As a long-term holding, Bitcoin might be a much more powerful asset if you buy it at a much lower price than it’s currently trading for now. The ideal price would be in four digits, but the crypto might not reach that far down if 2021’s slumps are any indication.
But even if you can buy it at, say, US$20,000 apiece and the crypto grows to $100,000, which might be its new peak (whenever Bitcoin hits it), you can expect five times growth.

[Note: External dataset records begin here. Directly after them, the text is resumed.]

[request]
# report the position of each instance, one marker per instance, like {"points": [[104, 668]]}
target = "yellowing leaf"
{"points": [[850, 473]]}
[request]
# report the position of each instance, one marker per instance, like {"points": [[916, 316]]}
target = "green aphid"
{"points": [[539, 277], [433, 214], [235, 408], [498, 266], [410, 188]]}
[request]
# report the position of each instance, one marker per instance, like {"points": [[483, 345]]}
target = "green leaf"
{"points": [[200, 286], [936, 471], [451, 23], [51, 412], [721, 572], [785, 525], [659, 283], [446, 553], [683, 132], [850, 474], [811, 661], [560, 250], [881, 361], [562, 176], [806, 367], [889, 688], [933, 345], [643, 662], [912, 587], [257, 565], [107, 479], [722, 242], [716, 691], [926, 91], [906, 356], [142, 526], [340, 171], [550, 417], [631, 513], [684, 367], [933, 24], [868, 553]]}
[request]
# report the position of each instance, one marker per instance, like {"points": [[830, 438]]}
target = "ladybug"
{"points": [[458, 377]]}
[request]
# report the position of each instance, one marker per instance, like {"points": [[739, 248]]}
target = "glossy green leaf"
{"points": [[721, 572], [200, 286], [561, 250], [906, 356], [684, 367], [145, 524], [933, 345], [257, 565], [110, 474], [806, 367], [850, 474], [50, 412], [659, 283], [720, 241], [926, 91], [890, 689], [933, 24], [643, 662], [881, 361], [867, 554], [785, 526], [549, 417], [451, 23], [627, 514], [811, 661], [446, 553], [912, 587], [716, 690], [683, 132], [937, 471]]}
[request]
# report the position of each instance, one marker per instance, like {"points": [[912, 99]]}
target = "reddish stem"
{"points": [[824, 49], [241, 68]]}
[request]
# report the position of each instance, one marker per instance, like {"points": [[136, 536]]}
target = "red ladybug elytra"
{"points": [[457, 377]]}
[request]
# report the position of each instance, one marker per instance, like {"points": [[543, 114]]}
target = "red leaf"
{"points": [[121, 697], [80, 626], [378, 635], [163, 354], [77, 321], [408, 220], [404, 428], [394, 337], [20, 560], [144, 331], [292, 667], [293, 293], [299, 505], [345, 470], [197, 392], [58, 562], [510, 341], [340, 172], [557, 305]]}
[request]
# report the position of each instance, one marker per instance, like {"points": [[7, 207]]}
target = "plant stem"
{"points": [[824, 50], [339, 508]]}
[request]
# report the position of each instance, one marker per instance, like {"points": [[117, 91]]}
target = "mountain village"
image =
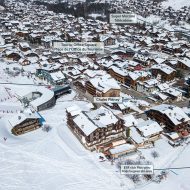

In the case of Bitcoin, the “stock” route towards the asset, particularly if you invest in Bitcoin Fund (TSX:QBTC.U), is much closer to the actual thing. This fund grew 166% in the last 12 months, mimicking Bitcoin’s growth significantly more closely than Ethereum’s ETF. The Toronto-based fund has a much higher management fee, but it can be justified by the returns.
A way to invest in both
Voyager Digital (TSX:VOYG) is not the best way to gain exposure to both Bitcoin and Ethereum at once. That’s because, as a cryptocurrency platform that allows its users to trade over 60 crypto assets, its focus is much more “spread out.” But it also offers a bit more safety. And that’s because as a trading platform, it should (theoretically) thrive on activity, whether it’s buying or selling.
The problem is that there is not enough history to go on for now. Voyager Digital only started trading on the TSX a few months ago, and since its inception, the stock has grown about 19.2%. The company might become a great asset to gain exposure to the crypto market, but time will tell.
The tech stocks representing the crypto market and the crypto assets themselves can move up and down irrespective of the broad market. Their speculation-driven market movement also allows them to act as a hedge against the market.